The VA spent $26 billion in fiscal 2017 to contract for goods and services – one of the largest procurement budgets across the U.S. government, said Gene Dodaro, who leads the GAO. The watchdog found outdated acquisition policies, little oversight and an unreasonable workload on its contracting officers, among other risks.
“They have outdated policies and practices and haven’t been able to save a lot of money,” he told the oversight committee. “Many purchases are being made under emergency situations.”
Dodaro specifically brought attention to how the VA purchases medical supplies.
Contracting officers rushed orders of a large amount of medical supplies that could’ve been routinely purchased, he said.
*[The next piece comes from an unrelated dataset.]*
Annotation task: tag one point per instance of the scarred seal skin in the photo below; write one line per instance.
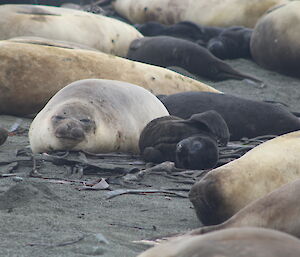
(95, 115)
Those emergency purchases accounted for 20 percent of the Veteran Health Administration’s overall procurements in fiscal 2016, totaling nearly $2 billion, the GAO report states.
Other watchdog groups have recorded problems during the past two years with how the VA buys medical supplies.
According to documents released last year by the U.S. Office of Special Counsel, the VA hospital in Durham, N.C., spent more than $1.3 million on medical supplies that it didn’t need or use. The logistical problems there were analogous to issues the VA Office of Inspector General discovered in 2017 at the Washington DC VA Medical Center, where roughly $150 million in medical supplies were not inventoried.
The GAO began focusing its attention on VA contracting in 2015. Since then, the watchdog made 31 recommendations for the agency, 21 of which haven’t been implemented.
In addition, overall VA health care remained on the high-risk list this year. It’s been there since 2015, following the discovery of veterans suffering long waits for treatment at VA facilities.
Of the 35 areas of government on the list, seven made progress since 2017, Dodaro said. VA health care wasn’t one of them.
“Unfortunately, many of the areas haven’t really changed that much since our last update,” he said. “Veterans health care remains a problematic area.”
In its newest report, the GAO listed VA health care as one of nine areas that need special attention from Congress and the White House.
The agency cited a “lack of progress” and noted ongoing issues at the VA with accountability, information technology, staff training, ambiguous policies and cost efficiency.
Leadership instability at the agency was partially to blame for the problems, Dodaro said. Since VA health care was added to the list, the department has been led by three secretaries: Bob McDonald, David Shulkin and Robert Wilkie.
“So that shows you at the very top of the department how much turnover there’s been,” Dodaro said. “As a result of that, the VA — to this day — does not yet have a good plan for addressing fundamental causes of why we put them on the list. It’s prevented them from dealing with some very underlying management problems.”
Dodaro has met with Wilkie, the current secretary, and said he is hopeful Wilkie can make progress. Wilkie designated a team of people to work with GAO staff, Dodaro said.
Nikki Clowers, managing director of health care for the GAO, said vacancies among other top VA jobs have caused confusion and delays.
The agency is still without a permanent undersecretary of health – a position that’s gone unfilled since 2017. The job requires a presidential appointment and confirmation by the Senate. VA official Richard Stone has taken on those duties on a temporary basis.
“When you have those vacancies and not clear policies or clearly defined roles and responsibilities for those in acting positions, it can cause confusion,” Clowers said. “And we’ve seen that.”